If you don't want things to be that way, then maybe this is a
good use for yielding things to the scheduler. Yielding a generator
could mean "spawn this as a concurrent task".
You could go further and say that yielding a tuple of generators
means to spawn them all concurrently, wait for them all to
complete and send back a tuple of the results. The yield-from
code would then look pretty much the same as the futures code.
However, I'm inclined to think that this is too much functionality
to build directly into the scheduler, and that it would be better
provided by a class or function that builds on more primitive
facilities. So it would look something like
task1 = subtask1(args1)
task2 = subtask2(args2)
res1, res2 = yield from par(task1, task2)

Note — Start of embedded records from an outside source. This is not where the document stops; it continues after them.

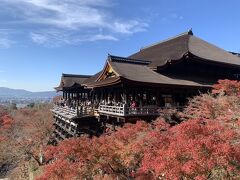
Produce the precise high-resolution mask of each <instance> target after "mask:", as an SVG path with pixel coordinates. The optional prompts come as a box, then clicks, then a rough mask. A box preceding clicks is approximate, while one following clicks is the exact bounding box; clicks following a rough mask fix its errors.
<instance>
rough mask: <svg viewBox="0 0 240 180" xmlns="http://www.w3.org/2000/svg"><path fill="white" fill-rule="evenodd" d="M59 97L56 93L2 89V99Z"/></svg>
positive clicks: (1, 94) (1, 87)
mask: <svg viewBox="0 0 240 180" xmlns="http://www.w3.org/2000/svg"><path fill="white" fill-rule="evenodd" d="M57 95H59V94H58V93H56V92H55V91H44V92H31V91H26V90H24V89H10V88H6V87H0V97H16V98H52V97H54V96H57Z"/></svg>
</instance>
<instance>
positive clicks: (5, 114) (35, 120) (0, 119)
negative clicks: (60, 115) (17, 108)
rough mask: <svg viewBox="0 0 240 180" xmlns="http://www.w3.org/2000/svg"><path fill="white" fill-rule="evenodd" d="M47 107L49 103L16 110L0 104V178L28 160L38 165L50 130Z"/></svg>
mask: <svg viewBox="0 0 240 180" xmlns="http://www.w3.org/2000/svg"><path fill="white" fill-rule="evenodd" d="M50 108H51V106H50V105H48V104H38V105H36V106H35V107H32V108H28V107H26V108H23V109H19V110H9V109H8V110H7V109H6V108H4V107H0V178H1V177H4V176H5V175H6V174H7V173H9V172H10V171H11V170H13V169H14V168H16V167H18V165H19V164H21V163H22V162H28V161H29V160H30V159H35V161H36V162H37V163H38V164H41V162H40V159H39V157H40V155H41V152H42V148H43V147H44V146H46V145H47V142H48V141H49V137H50V135H51V133H52V126H53V118H52V114H51V112H50ZM13 179H19V178H18V177H14V178H13Z"/></svg>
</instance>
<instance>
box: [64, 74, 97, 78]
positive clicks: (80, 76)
mask: <svg viewBox="0 0 240 180" xmlns="http://www.w3.org/2000/svg"><path fill="white" fill-rule="evenodd" d="M62 76H63V77H79V78H89V77H91V76H92V75H82V74H66V73H62Z"/></svg>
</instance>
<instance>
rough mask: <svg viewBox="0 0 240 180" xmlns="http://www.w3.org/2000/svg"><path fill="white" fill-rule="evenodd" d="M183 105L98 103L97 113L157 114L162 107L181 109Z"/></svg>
mask: <svg viewBox="0 0 240 180" xmlns="http://www.w3.org/2000/svg"><path fill="white" fill-rule="evenodd" d="M183 108H184V107H183V106H171V107H158V106H151V105H149V106H144V107H136V108H132V107H127V106H126V105H121V106H109V105H100V106H99V108H98V113H100V114H105V115H113V116H122V117H127V116H128V117H129V116H159V115H160V114H161V110H163V109H176V110H178V111H182V110H183Z"/></svg>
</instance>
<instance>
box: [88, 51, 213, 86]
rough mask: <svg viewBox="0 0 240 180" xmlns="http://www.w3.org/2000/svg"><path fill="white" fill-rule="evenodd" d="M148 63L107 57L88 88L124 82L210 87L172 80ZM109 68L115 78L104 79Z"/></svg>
mask: <svg viewBox="0 0 240 180" xmlns="http://www.w3.org/2000/svg"><path fill="white" fill-rule="evenodd" d="M148 64H149V62H147V61H141V60H136V59H134V60H133V59H128V58H122V57H117V58H116V57H115V56H109V57H108V60H107V62H106V65H105V67H104V70H103V71H102V73H101V75H100V76H99V77H98V79H97V80H96V81H95V82H92V83H89V84H88V87H93V88H94V87H104V86H110V85H115V84H118V83H121V82H124V81H128V82H130V81H131V82H135V83H144V84H151V85H158V86H161V85H178V86H196V87H210V86H211V84H209V83H203V82H201V83H200V82H195V81H191V80H185V79H174V78H171V77H167V76H164V75H162V74H159V73H157V72H155V71H153V70H152V69H150V68H149V67H148ZM108 67H111V69H112V71H113V72H114V73H116V74H117V76H114V77H110V78H102V77H104V75H105V74H104V72H106V69H108Z"/></svg>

where the implementation of par() is left as an exercise for
> (7) Checking whether an operation is already complete
> if f.done(): ...
I'm inclined to think that this is not something the
scheduler needs to be directly concerned with. If it's
important for one task to know when another task is completed,
it's up to those tasks to agree on a way of communicating
that information between them.
Although... is there a way to non-destructively test whether
a generator is exhausted? If so, this could easily be provided
as a scheduler primitive.
> (8) Getting the result of an operation multiple times
> f = async_op(args)
> # squirrel away a reference to f somewhere else
> r = yield f
> # ... later, elsewhere
> r = f.result()
Is this really a big deal? What's wrong with having to store
the return value away somewhere if you want to use it
> (9) Canceling an operation
This would be another scheduler primitive.

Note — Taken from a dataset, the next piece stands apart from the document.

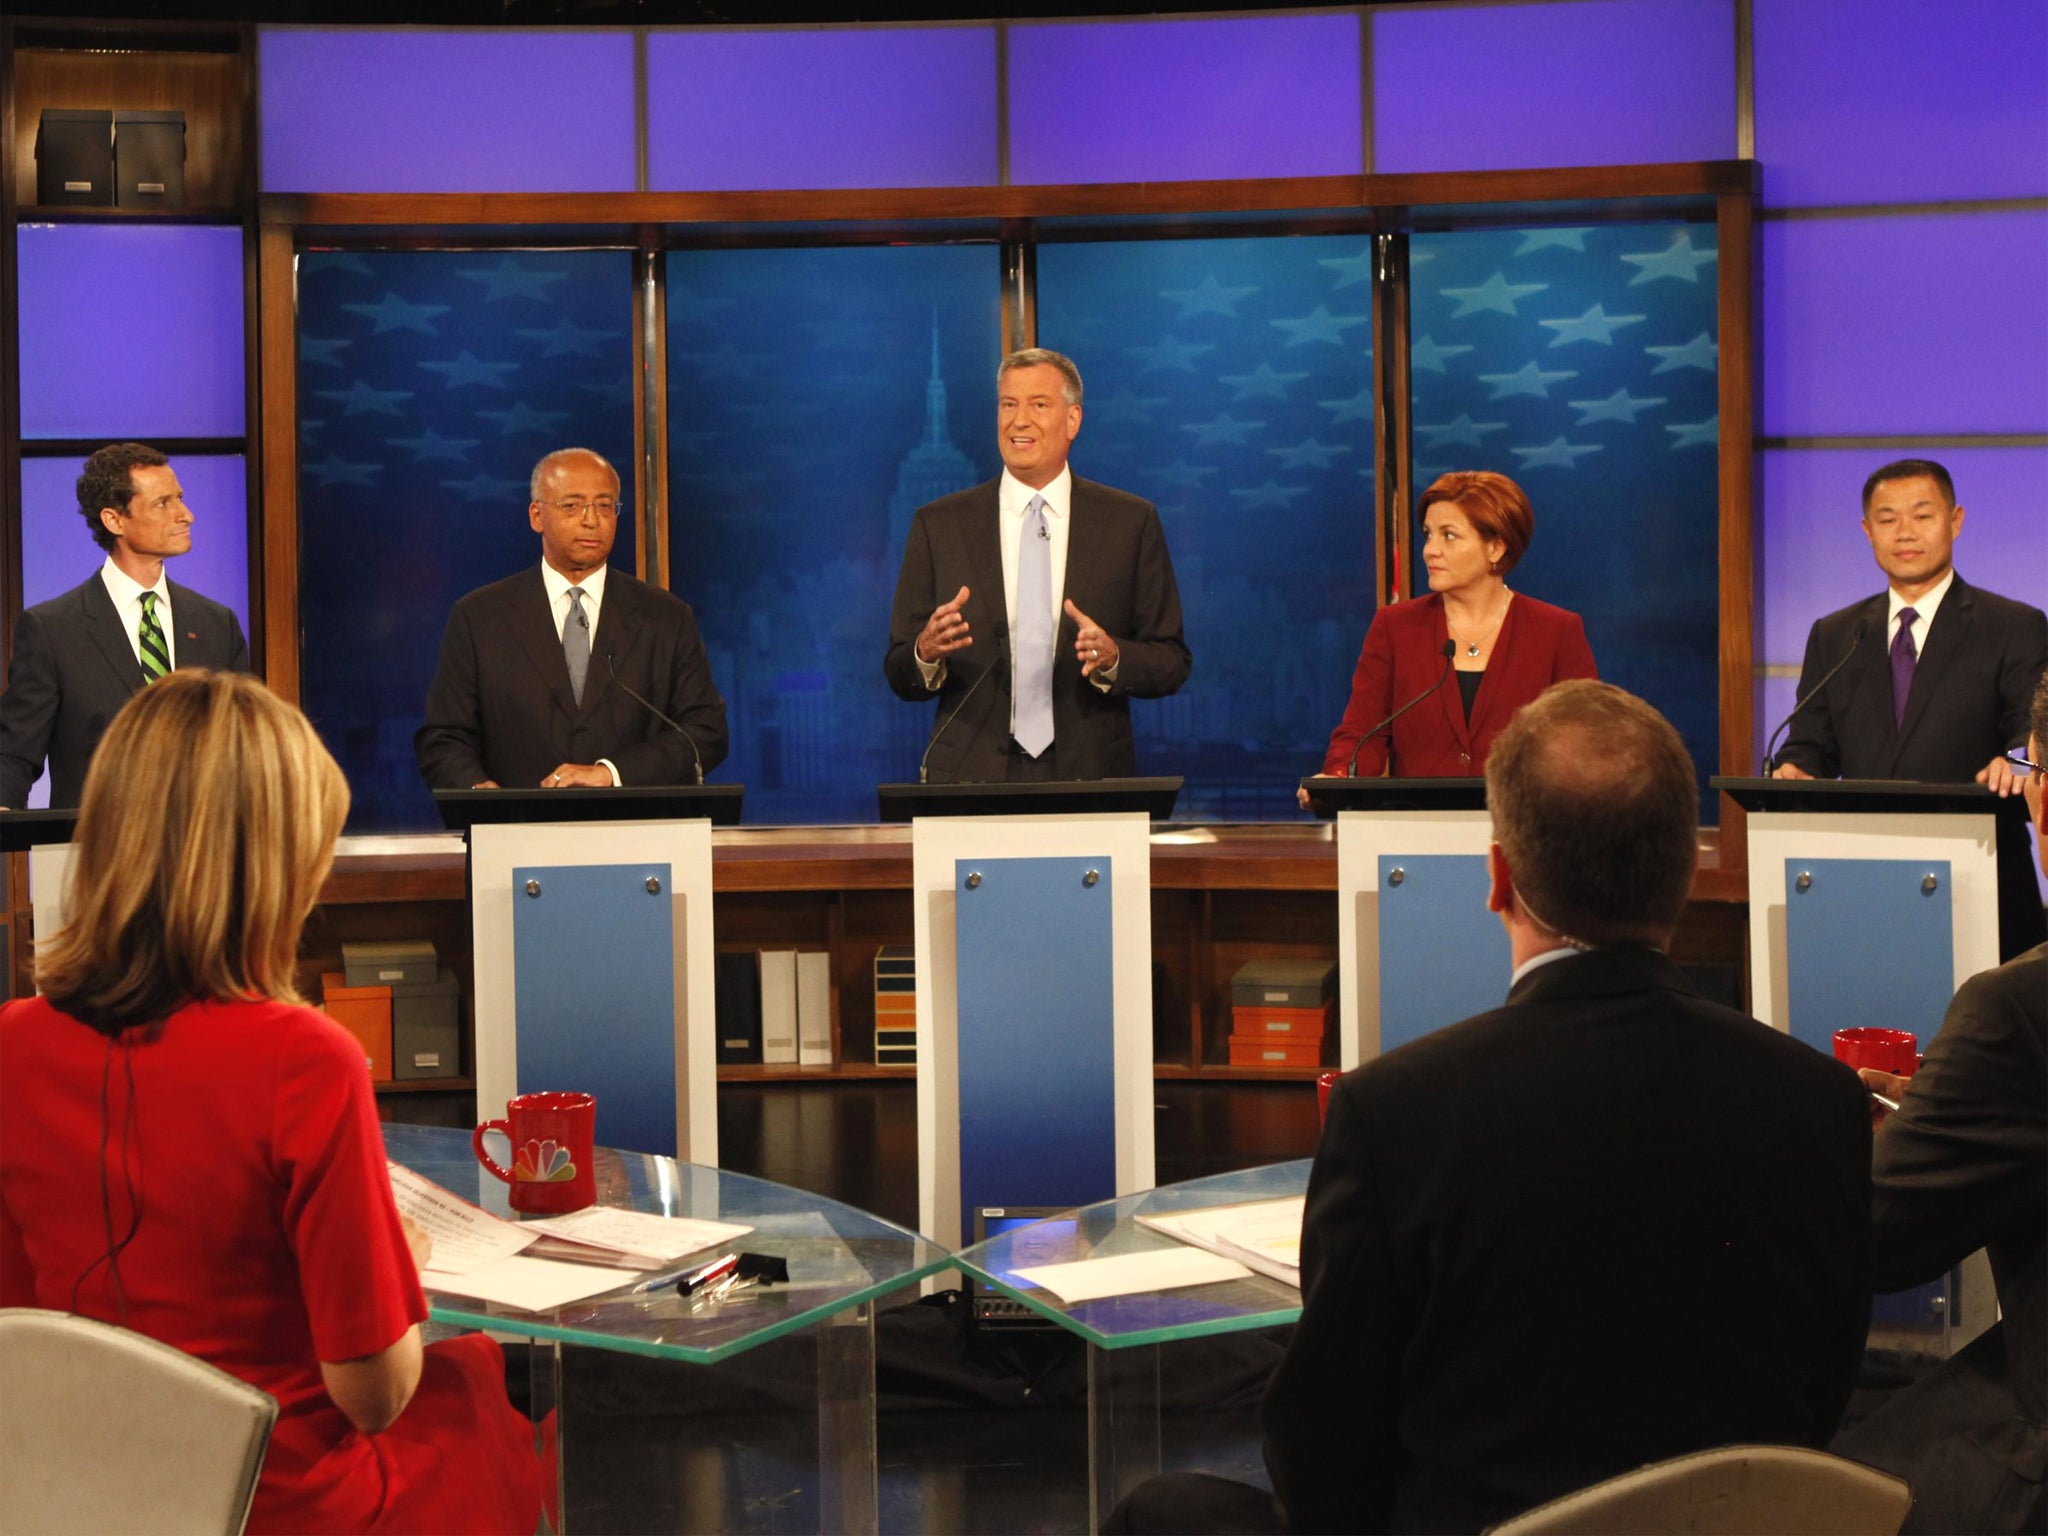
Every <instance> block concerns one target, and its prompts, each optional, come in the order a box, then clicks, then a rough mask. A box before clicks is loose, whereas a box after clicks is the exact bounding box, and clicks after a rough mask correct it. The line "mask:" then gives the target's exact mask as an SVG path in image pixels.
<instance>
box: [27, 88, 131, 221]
mask: <svg viewBox="0 0 2048 1536" xmlns="http://www.w3.org/2000/svg"><path fill="white" fill-rule="evenodd" d="M113 125H115V115H113V113H109V111H88V113H80V111H66V109H57V106H45V109H43V119H41V123H39V125H37V131H35V201H37V203H39V205H41V207H47V209H57V207H113V201H115V127H113Z"/></svg>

This would remove the task from the ready list or whatever
queue it's blocked on, and probably throw an exception into
it to give it a chance to clean up.
> (10) Registering additional callbacks
Another candidate for a higher-level facility, I think.
The API might look something like
cbt = task_with_callbacks(task)
yield from cbt.run()
I may have a go at coming up with implementations for some of
these things and send them in later posts.